三陸海岸の3つの「陸」とは、陸前・陸中・陸奥。

◆宮沢賢治がイギリス海岸と名付けた、彼のふるさと岩手県を流れる川は、北上川。

◆静岡県の堂ヶ島温泉では、干潮のときに沖にある島と海岸がつながる現象が見られる。この現象を「トンボロ現象」という。トンボロとは、島と本土をつなぐ砂州のこと。

◆新田義貞が鎌倉攻めのとき、太刀を海に投じて干潮を龍神に祈って攻め行った歴史で知られる鎌倉の海岸は、稲村ヶ崎。

◆時代劇などのシーンで、あくどい悪徳商人に対して、
「あこぎな野郎だ!」
 なんて言葉が使われるが、これは、三重県津市にある海岸の地名である阿漕(あこぎ)のこと。能や人形浄瑠璃に阿漕が登場するものがあるのだが、そのあたりが由来か。

◆ケニア、タンザニアなどの公用語であるスワヒリ語は、アラビア語で「
海岸」という意味だ。

◆フランスの南部、地中海沿岸のカシスからマントンに至る海岸一帯を総称して「コート・ダジュール(紺碧海岸)」という。19世紀の詩人S.リエジャールが命名したものだ。サン・トロペ、サン・ラファエル、カンヌ、アンティーブ、ニース等の国際的に有名な保養地がズラリと並んでいる。

◆「海賊海岸」ってのもある。
 アラビア近海は、古来海賊がはびこり、ことにペルシア湾の海賊は有名だった。そのため、ホルムズ海峡から湾内に入ったアラブ首長国連邦の海岸地方は、「海賊海岸」と呼ばれてきた。

◆アフリカには「胡椒海岸」と呼ばれていた地方がある。
 現在の現在のリベリア共和国海岸部にあたる地方を、かつてヨーロッパ人が指して呼んだ名前だ。香辛料を求めて東方に探検航海に出たヨーロッパの航海者たちであったが、この地方でコショウに似た種子を入手して喜んで、このように名づけたものだ。

◆アフリカに、コートジボアール共和国があるが、これは「象牙海岸」ということ。
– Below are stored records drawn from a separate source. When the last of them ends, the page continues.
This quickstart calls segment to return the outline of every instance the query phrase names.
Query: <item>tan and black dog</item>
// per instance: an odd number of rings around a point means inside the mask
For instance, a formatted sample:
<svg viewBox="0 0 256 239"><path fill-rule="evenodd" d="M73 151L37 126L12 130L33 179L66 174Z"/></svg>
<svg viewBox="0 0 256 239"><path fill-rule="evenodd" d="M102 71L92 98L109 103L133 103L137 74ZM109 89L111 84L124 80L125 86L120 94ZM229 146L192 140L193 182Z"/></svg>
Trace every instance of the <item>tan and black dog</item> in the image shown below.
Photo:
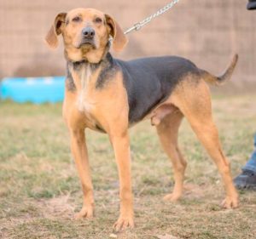
<svg viewBox="0 0 256 239"><path fill-rule="evenodd" d="M128 128L151 119L174 169L175 185L166 200L182 195L186 161L177 145L177 132L183 117L215 162L223 178L225 208L236 208L238 196L232 183L230 163L223 153L212 118L209 88L231 77L235 55L221 77L199 69L176 56L123 61L109 54L127 43L119 24L108 14L93 9L76 9L59 14L46 37L51 48L62 35L67 62L63 117L71 137L71 150L81 179L84 205L77 218L93 216L93 186L90 173L84 128L107 133L114 150L120 181L120 215L117 230L133 227L133 196Z"/></svg>

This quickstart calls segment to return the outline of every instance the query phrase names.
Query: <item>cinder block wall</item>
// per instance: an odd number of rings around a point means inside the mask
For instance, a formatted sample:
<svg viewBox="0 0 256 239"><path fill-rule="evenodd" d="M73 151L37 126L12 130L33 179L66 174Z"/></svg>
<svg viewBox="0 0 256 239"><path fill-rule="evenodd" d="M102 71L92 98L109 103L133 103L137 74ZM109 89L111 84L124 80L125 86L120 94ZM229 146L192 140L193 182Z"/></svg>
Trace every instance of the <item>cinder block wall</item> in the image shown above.
<svg viewBox="0 0 256 239"><path fill-rule="evenodd" d="M1 0L0 77L65 74L61 44L49 50L44 37L56 14L76 7L99 9L124 29L161 8L168 0ZM256 11L247 0L181 0L167 14L129 35L116 55L125 60L177 54L213 73L225 68L234 52L240 62L234 81L256 83Z"/></svg>

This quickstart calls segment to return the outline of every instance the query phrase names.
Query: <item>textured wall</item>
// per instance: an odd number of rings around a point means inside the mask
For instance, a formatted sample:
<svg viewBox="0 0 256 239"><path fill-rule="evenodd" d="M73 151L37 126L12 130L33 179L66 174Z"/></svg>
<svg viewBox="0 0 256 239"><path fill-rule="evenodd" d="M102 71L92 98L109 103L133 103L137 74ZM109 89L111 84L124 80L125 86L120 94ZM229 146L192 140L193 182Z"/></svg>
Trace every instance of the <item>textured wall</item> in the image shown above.
<svg viewBox="0 0 256 239"><path fill-rule="evenodd" d="M59 12L76 7L99 9L126 29L167 3L1 0L0 77L65 74L62 48L49 50L43 40ZM177 54L219 73L232 53L238 52L235 82L256 83L256 11L246 10L246 4L247 0L181 0L141 31L130 34L128 47L118 57Z"/></svg>

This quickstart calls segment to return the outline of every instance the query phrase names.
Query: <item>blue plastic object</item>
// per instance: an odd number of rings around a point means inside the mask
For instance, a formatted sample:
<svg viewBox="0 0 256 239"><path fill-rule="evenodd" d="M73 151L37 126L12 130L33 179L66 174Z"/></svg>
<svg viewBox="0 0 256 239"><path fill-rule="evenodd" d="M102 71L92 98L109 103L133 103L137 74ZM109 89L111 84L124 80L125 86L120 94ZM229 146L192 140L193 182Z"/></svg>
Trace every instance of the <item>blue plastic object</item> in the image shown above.
<svg viewBox="0 0 256 239"><path fill-rule="evenodd" d="M3 78L0 84L0 98L18 103L42 104L63 101L65 77Z"/></svg>

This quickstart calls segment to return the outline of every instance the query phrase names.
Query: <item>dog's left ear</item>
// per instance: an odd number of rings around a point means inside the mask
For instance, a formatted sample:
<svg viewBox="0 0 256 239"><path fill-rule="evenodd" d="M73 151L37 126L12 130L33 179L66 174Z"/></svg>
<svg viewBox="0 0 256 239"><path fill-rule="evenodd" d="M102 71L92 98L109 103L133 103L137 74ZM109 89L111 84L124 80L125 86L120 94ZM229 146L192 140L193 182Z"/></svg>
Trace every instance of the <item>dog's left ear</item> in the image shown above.
<svg viewBox="0 0 256 239"><path fill-rule="evenodd" d="M107 24L109 26L109 34L113 37L113 48L114 51L121 51L128 43L126 36L119 25L110 15L106 14Z"/></svg>
<svg viewBox="0 0 256 239"><path fill-rule="evenodd" d="M62 32L66 15L66 13L61 13L56 15L54 24L51 26L45 37L45 42L51 48L57 48L59 44L58 35Z"/></svg>

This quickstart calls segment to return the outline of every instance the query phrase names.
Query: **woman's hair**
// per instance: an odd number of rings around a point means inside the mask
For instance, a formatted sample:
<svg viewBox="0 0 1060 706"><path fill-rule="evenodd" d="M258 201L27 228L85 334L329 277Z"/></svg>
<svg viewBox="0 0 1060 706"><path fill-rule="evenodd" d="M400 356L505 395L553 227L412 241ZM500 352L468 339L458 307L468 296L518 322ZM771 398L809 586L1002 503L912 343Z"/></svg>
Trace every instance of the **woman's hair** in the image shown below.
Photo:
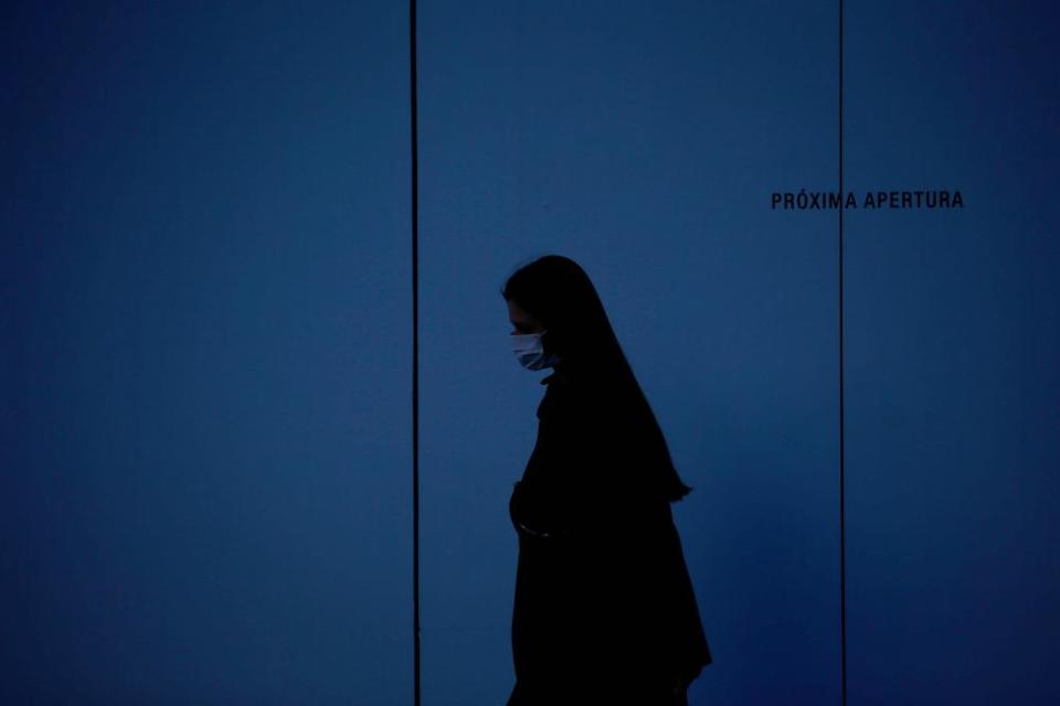
<svg viewBox="0 0 1060 706"><path fill-rule="evenodd" d="M645 480L670 502L691 492L674 468L655 414L585 270L562 255L544 255L519 267L500 293L541 322L541 343L560 357L564 372L584 389L600 393L607 411L629 425L622 434L636 438L622 440L639 445L638 454L645 452L644 467L651 473Z"/></svg>

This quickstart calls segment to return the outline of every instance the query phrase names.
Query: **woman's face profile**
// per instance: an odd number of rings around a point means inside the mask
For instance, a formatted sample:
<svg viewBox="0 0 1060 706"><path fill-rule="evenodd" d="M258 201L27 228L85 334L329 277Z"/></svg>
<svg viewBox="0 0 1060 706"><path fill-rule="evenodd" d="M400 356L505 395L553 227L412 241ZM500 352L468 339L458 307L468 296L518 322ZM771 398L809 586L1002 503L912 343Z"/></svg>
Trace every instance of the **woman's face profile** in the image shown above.
<svg viewBox="0 0 1060 706"><path fill-rule="evenodd" d="M522 307L511 299L506 301L508 302L508 320L513 328L513 334L541 333L544 331L544 324L542 324L540 320L527 313Z"/></svg>

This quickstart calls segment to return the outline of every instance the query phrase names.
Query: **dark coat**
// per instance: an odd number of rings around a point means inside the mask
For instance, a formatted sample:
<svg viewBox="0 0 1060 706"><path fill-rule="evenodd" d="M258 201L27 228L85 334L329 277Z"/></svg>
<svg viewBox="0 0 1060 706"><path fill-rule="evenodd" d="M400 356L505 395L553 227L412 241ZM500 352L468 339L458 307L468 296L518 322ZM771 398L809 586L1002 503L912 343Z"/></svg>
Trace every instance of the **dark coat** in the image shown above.
<svg viewBox="0 0 1060 706"><path fill-rule="evenodd" d="M668 702L711 663L670 503L637 429L555 372L509 502L519 537L509 705ZM647 700L645 700L647 699Z"/></svg>

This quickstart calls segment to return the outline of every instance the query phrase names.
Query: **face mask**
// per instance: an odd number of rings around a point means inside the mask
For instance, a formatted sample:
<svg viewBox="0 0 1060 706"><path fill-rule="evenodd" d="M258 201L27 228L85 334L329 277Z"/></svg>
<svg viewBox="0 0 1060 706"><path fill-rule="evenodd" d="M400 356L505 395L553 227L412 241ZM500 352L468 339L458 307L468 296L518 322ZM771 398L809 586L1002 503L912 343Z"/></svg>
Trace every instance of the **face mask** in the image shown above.
<svg viewBox="0 0 1060 706"><path fill-rule="evenodd" d="M510 333L511 347L519 359L519 363L531 371L540 371L543 367L555 365L560 362L560 356L548 355L541 345L541 335L544 333Z"/></svg>

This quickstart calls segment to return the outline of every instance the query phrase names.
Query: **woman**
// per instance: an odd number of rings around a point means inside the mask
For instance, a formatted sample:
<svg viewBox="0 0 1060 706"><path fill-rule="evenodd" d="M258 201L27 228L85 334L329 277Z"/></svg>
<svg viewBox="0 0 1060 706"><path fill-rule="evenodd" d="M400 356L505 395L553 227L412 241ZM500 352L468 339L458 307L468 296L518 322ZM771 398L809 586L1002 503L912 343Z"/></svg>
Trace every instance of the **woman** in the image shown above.
<svg viewBox="0 0 1060 706"><path fill-rule="evenodd" d="M501 295L519 362L553 368L509 501L519 564L508 706L687 704L711 663L670 514L691 489L585 271L547 255Z"/></svg>

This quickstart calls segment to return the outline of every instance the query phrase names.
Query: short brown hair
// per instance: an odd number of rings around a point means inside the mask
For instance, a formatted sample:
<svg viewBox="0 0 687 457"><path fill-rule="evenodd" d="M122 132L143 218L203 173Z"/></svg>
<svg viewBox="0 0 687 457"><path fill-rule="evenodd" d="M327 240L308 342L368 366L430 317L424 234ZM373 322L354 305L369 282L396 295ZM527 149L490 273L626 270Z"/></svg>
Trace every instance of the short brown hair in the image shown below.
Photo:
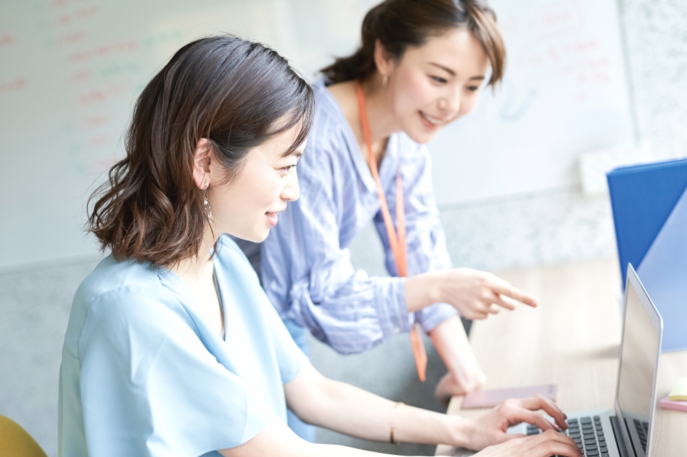
<svg viewBox="0 0 687 457"><path fill-rule="evenodd" d="M222 35L186 45L138 97L126 156L89 199L87 229L117 260L196 255L208 223L192 178L198 141L210 140L228 180L251 149L300 123L295 150L314 106L310 86L262 44Z"/></svg>
<svg viewBox="0 0 687 457"><path fill-rule="evenodd" d="M466 28L482 45L491 62L493 86L506 68L506 46L496 14L484 0L386 0L368 12L363 20L360 47L322 69L328 84L364 80L374 73L374 43L400 60L406 49L452 28Z"/></svg>

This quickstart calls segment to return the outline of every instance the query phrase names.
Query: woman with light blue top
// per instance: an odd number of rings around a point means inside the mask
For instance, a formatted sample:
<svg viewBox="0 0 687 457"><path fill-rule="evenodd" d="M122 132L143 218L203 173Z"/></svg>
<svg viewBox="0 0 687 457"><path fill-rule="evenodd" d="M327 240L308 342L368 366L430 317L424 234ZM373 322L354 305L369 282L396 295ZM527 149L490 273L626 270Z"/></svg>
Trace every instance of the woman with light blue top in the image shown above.
<svg viewBox="0 0 687 457"><path fill-rule="evenodd" d="M487 80L498 83L503 40L486 1L386 0L366 14L361 41L313 86L302 197L262 244L263 285L306 352L308 332L349 354L398 333L412 338L418 323L448 368L437 396L464 394L486 377L458 313L483 319L515 309L514 299L537 303L493 274L453 268L425 143L473 109ZM347 248L371 222L388 277L370 277L350 259Z"/></svg>
<svg viewBox="0 0 687 457"><path fill-rule="evenodd" d="M146 86L126 156L91 200L89 231L111 253L74 297L59 455L375 455L300 438L288 406L362 438L576 456L536 412L564 427L550 401L463 419L328 379L310 364L226 234L262 241L298 198L294 168L313 106L312 89L276 52L229 36L187 45ZM547 431L506 434L523 421Z"/></svg>

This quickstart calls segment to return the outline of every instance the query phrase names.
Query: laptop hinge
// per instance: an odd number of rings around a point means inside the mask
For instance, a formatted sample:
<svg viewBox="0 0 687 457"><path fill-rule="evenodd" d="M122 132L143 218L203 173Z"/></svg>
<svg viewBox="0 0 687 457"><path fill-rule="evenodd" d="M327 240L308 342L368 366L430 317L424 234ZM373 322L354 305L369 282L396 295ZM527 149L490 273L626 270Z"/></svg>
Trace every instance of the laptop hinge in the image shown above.
<svg viewBox="0 0 687 457"><path fill-rule="evenodd" d="M627 450L625 449L625 441L622 439L622 432L620 430L620 424L618 422L618 417L611 416L611 426L613 427L613 434L616 437L616 445L618 446L618 452L620 453L620 457L629 457Z"/></svg>

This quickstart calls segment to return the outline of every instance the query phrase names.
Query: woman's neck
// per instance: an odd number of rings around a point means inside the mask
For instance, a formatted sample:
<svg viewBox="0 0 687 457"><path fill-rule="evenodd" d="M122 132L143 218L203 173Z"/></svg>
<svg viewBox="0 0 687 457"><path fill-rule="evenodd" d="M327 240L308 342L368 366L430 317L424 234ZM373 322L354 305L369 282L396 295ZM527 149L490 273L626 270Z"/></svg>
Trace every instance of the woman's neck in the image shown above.
<svg viewBox="0 0 687 457"><path fill-rule="evenodd" d="M361 86L365 95L372 152L377 159L379 165L384 154L387 140L392 133L400 129L394 119L393 112L389 108L392 106L391 94L382 84L381 76L375 73L374 75L363 81ZM369 165L368 148L360 126L360 111L358 108L354 82L346 81L333 84L327 89L341 106L344 116L348 121L360 150L363 152L363 157L365 162L368 162Z"/></svg>
<svg viewBox="0 0 687 457"><path fill-rule="evenodd" d="M210 250L219 237L214 237L209 228L205 228L203 242L196 256L184 259L170 270L177 274L192 289L203 279L212 277L214 268L210 258Z"/></svg>
<svg viewBox="0 0 687 457"><path fill-rule="evenodd" d="M390 108L393 106L393 100L388 86L383 84L381 75L376 72L361 82L360 85L365 94L365 106L372 143L385 141L392 133L400 130ZM358 122L360 122L359 115Z"/></svg>

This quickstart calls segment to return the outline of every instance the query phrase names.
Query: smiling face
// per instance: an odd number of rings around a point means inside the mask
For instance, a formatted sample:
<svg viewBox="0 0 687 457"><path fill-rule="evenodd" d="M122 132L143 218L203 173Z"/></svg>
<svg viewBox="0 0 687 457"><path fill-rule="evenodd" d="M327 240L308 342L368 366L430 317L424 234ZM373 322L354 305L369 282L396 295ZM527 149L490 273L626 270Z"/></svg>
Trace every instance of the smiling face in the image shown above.
<svg viewBox="0 0 687 457"><path fill-rule="evenodd" d="M212 185L213 180L220 180L223 170L216 161L211 162L208 199L215 232L254 242L267 237L269 229L277 224L278 213L286 209L286 202L298 199L295 167L305 143L293 153L284 153L301 128L298 124L252 149L227 184Z"/></svg>
<svg viewBox="0 0 687 457"><path fill-rule="evenodd" d="M463 28L409 48L398 62L385 62L381 54L375 60L379 72L389 76L395 123L418 143L472 110L489 68L480 42Z"/></svg>

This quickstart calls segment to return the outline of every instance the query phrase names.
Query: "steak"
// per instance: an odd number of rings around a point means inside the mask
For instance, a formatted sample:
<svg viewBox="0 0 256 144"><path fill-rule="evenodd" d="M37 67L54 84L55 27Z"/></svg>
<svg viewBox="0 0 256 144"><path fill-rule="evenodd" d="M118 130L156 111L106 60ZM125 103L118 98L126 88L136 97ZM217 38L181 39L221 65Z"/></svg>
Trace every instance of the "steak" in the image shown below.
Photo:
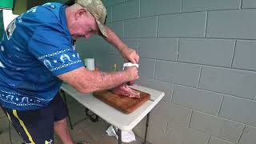
<svg viewBox="0 0 256 144"><path fill-rule="evenodd" d="M122 84L112 89L112 91L118 95L129 98L140 98L140 93L130 89L126 83Z"/></svg>

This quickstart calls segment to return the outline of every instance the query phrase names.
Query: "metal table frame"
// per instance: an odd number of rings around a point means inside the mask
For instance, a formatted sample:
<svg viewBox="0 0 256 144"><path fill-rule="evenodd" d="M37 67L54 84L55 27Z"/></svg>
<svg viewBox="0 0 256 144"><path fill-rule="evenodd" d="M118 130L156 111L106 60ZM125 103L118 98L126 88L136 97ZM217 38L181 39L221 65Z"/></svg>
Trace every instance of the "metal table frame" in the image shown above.
<svg viewBox="0 0 256 144"><path fill-rule="evenodd" d="M64 103L65 103L65 105L66 106L66 111L67 111L67 116L68 116L68 118L69 118L70 126L70 128L73 130L73 125L72 125L71 118L70 118L70 112L69 112L69 109L68 109L68 106L67 106L67 102L66 102L65 91L62 90L60 90L60 95L62 95L63 97ZM94 122L98 122L98 116L95 114L96 117L95 118L92 118L93 115L88 114L88 113L87 113L88 110L89 109L87 109L87 108L86 110L86 115L90 118L90 121ZM146 130L145 130L145 136L144 136L143 144L146 143L146 136L147 136L147 131L148 131L148 126L149 126L150 114L150 112L149 112L146 114ZM122 130L118 129L116 133L118 134L118 144L122 144Z"/></svg>

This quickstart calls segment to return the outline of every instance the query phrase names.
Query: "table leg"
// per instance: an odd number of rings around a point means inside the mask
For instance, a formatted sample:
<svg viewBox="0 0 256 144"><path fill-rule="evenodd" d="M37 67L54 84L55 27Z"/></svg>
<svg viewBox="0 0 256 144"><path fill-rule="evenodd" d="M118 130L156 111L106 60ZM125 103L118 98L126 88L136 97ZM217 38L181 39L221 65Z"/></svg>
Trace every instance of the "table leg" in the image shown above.
<svg viewBox="0 0 256 144"><path fill-rule="evenodd" d="M149 127L150 114L150 112L146 114L146 131L145 131L145 137L144 137L144 144L146 144L146 135L147 135L147 129L148 129L148 127Z"/></svg>
<svg viewBox="0 0 256 144"><path fill-rule="evenodd" d="M71 130L73 130L73 126L72 126L71 118L70 118L70 116L69 108L68 108L68 106L67 106L67 102L66 102L66 98L65 92L61 90L60 90L60 93L61 93L61 94L63 95L64 103L65 103L66 107L67 118L69 118L70 128L71 128Z"/></svg>
<svg viewBox="0 0 256 144"><path fill-rule="evenodd" d="M118 144L122 144L122 130L118 129Z"/></svg>

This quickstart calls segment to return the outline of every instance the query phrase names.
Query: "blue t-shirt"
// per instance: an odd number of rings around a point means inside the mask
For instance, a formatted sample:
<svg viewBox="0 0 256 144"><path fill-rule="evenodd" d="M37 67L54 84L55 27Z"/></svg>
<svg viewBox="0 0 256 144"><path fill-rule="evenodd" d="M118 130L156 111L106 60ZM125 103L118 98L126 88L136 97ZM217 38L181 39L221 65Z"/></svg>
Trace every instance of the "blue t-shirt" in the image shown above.
<svg viewBox="0 0 256 144"><path fill-rule="evenodd" d="M73 50L66 6L31 8L6 28L0 43L0 103L19 110L46 106L62 81L57 75L83 66Z"/></svg>

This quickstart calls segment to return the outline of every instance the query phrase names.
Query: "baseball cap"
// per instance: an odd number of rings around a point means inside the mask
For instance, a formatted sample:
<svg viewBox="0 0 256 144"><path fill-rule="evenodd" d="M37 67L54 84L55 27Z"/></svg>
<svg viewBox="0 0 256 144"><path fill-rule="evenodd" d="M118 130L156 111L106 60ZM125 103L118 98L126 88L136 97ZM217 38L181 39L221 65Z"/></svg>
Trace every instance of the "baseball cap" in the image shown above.
<svg viewBox="0 0 256 144"><path fill-rule="evenodd" d="M94 17L97 25L102 34L107 37L106 30L104 27L106 10L101 0L75 0L75 2L85 7Z"/></svg>

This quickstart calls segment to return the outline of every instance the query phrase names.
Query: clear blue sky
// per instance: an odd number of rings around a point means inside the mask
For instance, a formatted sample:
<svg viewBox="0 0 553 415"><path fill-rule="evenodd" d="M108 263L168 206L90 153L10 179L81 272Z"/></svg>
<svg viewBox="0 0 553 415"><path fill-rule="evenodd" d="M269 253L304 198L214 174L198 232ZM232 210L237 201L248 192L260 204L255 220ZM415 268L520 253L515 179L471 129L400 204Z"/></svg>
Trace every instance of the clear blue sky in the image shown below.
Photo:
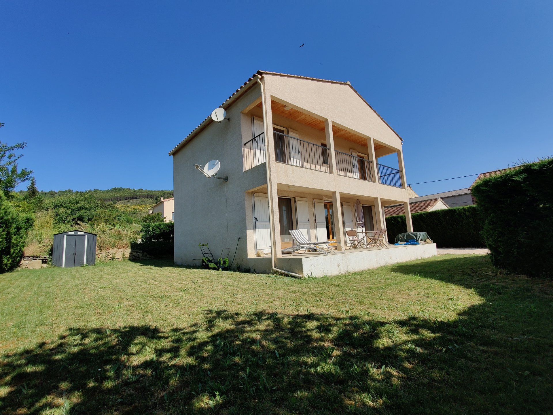
<svg viewBox="0 0 553 415"><path fill-rule="evenodd" d="M258 69L351 82L410 183L553 153L550 1L0 8L0 140L41 190L173 189L169 151Z"/></svg>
かつてこの地方の海岸で、象牙が多く取引されたことに由来するものだ。首都はヤムスクロだが、これは法律上のもので、事実上の首都はアビジャンといってよい。

◆黄金海岸は、現在のガーナを中心とする地方。15世紀以来ヨーロッパ人が用いた名称だ。ポルトガルが1470年代に、この地方から大量の金を入手するのに成功したことに由来する。
 オーストラリアにも黄金海岸(ゴールド・コースト)がある。ニューサウスウェールズ州とクイーンズランド州の州境から北方21マイルにわたって続いている。黄金色の砂と完備された保養施設で有名な美しい海岸だ。

◆17世紀から18世紀にかけて、大量の黒人が奴隷としてアメリカ大陸へ積み出されたことからつけられた名前が「奴隷海岸」。ギニア湾沿岸の,現在のベニン共和国からナイジェリア連邦共和国にかけての地方だ。この海岸から積み出された奴隷は、18世紀だけでも200万人にのぼると推定されている。

◆北はニカラグア、南はパナマと国境を接しているコスタリカ共和国。「コスタリカ」とは、スペイン語で「豊かな海岸」という意味だ。

◆南アメリカのベネズエラ共和国は、海岸の景色がイタリアのヴェネチアに似ているところからその名が付けられた。

◆海岸に打ち上げられた漂着物を採集することを、「ビーチコーミング」という。密かに人気を広げている趣味だ。

◆サザンオールスターズの『チャコの海岸物語』に出てくる女性は、ミコ、ビーナス、チャコの3人。――だと思っていたら、「ビーナス」じゃなくて、「ピーナッツ」だった。
 カラオケに行くと、メドレーソングが入っていることがあるが、人気のサザンオールスターズのヒット・メドレーのタイトルは、『いとしの海岸物語』。

◆「リアス式海岸」の「リアス」は、スペイン語で「入り江」の意味。もっと限定すれば、スペイン北西部ガリシア地方の入江(リア ria)、あるいはリアの多い地方の名称(Costa de Rias Altas)ということになる。

◆「リアス式海岸」という言葉を作ったのは、ドイツの地理学者、リヒトホーヘン。この人の名前は、どこか別のところでも聞いたことがあると思ったら、シルク・ロードを「シルク・ロード」と呼んだのも彼が最初だった。

◆日本の海岸線の長さは、世界中の陸地をとりまく海岸線の長さの約7%を占めるという。
 しかし、わからん。どうやって、長さを測ったのか?
 リアス式海岸のような場合、そのギザギザをどこまで詳しく測っているのか、地図上にはどこまで詳しく表現しているのか? 誰か教えてくれないかな〜。